Now, at least three new players, some you may not know about, are joining the field:

  • Verbal Summary. Recruiters can use it either to present a candidate to a hiring manager, or to describe a job to candidates. The important part is the audio; see its demos. What Verbal Summary’s doing that’s a little different is focusing on third-party recruiters (the founder was amazed to see how little money is spent by agencies to differentiate their candidates compared to how much is spent on sourcing, social media, tracking applicants, and branding). Verbal Summary is $50 a month, $500 a year paid in full.
  • FacesForce, in beta, obviously excluded the word resume and its many variations, deviations, and permutations, from its name; the company hopes to be more than just for job-seekers. FacesForce wants to stay with people throughout their careers, such as if people want to record a video to pitch new business. Pricing, it says, is simple.
  • Rezbuzz. This offshoot of Corp Shorts offers a long list of features, but in a nutshell, candidates pay $495 to have a resume made, and housed for a year. For the time being, at least, companies access the resumes for free. It sees consistency as its advantage: one community of quality professional resumes, not a hodge-podge of do-it-yourself bios. The CEO is executive search veteran Mark Sadovnick, who’s enjoying the good PR Rezbuzz is getting.

The careers columnist Joyce Lain Kennedy, author of Resumes For Dummies, says that when it comes to all these new fancy resume variations, she’s “up for anything new and improved that connects people with jobs.”

But, she warns, “the new wave of infinite Internet spotlighting can have unintended consequences.”

For one, Kennedy says, the multimedia features “revive with a heavy dose of steroids the classic photo-on-resume argument — legal exposure to charges of bias against protected classes.”

Kennedy also says the “wild card for the recruiting industry is what will happen when the federal government takes an updated look at discrimination and the ‘Internet Walking, Talking Applicant.'”

One of Kennedy’s favorite resume writers is Kathryn Troutman. Troutman is the CEO of The Resume Place, among the oldest resume services in the U.S. still operated by the original owner. Her firm’s sales doubled this year over last.

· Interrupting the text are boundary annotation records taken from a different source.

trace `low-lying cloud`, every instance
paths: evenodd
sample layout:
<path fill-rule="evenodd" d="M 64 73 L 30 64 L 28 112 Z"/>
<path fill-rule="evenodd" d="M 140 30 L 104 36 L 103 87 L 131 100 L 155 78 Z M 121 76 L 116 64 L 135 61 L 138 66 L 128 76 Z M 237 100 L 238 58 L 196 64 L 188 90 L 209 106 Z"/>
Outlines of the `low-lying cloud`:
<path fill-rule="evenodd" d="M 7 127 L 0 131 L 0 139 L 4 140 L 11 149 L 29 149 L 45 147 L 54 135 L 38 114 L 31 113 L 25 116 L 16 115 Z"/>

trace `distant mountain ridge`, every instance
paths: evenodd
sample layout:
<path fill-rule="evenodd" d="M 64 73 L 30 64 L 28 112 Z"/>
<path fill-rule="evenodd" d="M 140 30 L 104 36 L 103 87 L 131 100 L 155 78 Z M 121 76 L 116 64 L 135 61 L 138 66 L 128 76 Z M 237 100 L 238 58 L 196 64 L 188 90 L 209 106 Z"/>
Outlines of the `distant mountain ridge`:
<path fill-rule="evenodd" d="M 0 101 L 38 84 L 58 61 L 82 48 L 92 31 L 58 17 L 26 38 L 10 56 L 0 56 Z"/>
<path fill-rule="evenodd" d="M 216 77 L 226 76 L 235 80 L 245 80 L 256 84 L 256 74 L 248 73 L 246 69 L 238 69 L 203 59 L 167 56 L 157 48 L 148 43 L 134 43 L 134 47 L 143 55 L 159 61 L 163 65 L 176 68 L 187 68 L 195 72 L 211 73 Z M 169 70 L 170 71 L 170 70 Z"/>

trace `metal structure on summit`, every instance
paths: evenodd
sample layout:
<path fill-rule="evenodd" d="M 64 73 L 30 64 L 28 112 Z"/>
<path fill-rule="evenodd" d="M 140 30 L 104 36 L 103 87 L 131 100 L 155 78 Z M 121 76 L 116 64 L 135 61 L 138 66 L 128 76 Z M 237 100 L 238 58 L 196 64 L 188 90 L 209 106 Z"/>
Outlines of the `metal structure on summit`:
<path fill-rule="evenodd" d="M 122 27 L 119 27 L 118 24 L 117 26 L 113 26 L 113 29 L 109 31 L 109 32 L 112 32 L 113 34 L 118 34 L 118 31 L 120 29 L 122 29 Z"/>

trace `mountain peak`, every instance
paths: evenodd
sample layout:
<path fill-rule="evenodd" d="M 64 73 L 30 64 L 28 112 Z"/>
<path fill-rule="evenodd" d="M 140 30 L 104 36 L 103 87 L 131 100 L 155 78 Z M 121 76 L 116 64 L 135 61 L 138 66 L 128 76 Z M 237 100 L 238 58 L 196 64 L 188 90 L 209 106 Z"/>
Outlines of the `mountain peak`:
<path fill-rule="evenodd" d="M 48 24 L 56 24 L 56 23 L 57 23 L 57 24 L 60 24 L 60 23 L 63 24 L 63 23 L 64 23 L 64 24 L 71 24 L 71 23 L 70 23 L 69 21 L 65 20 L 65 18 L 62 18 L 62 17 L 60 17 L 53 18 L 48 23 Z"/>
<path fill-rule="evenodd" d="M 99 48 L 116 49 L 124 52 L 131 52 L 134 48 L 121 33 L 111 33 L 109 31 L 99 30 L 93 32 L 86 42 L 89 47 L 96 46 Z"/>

Troutman explains the multimedia-resume startup boom this way.

“Entrepreneurs recognize that the vast majority of potential customers have little idea of how to go about living their job hunts in public — adding videos, video clips, audio bites, and even RSS feeds to flesh out their digital beings. Resume providers are counting on a lack of technical skills, especially in adults of earlier generations, to boost demand for their wares. That’s probably why anyone who understands technology and writes well, but who lacks deep pockets for heavy investment in other industries, decides to start a resume-writing service on the cheap and jumps in. This inclination is especially true if the entrepreneur has a background in HR, recruiting, or some other claim to career management fame.”

Troutman says that if history repeats itself, the industry will shrink in a few years when the job market revives. “By then,” she says, “job seekers will have become more adept at preparing their own digital presentations.”

This article is part of a series called News & Trends.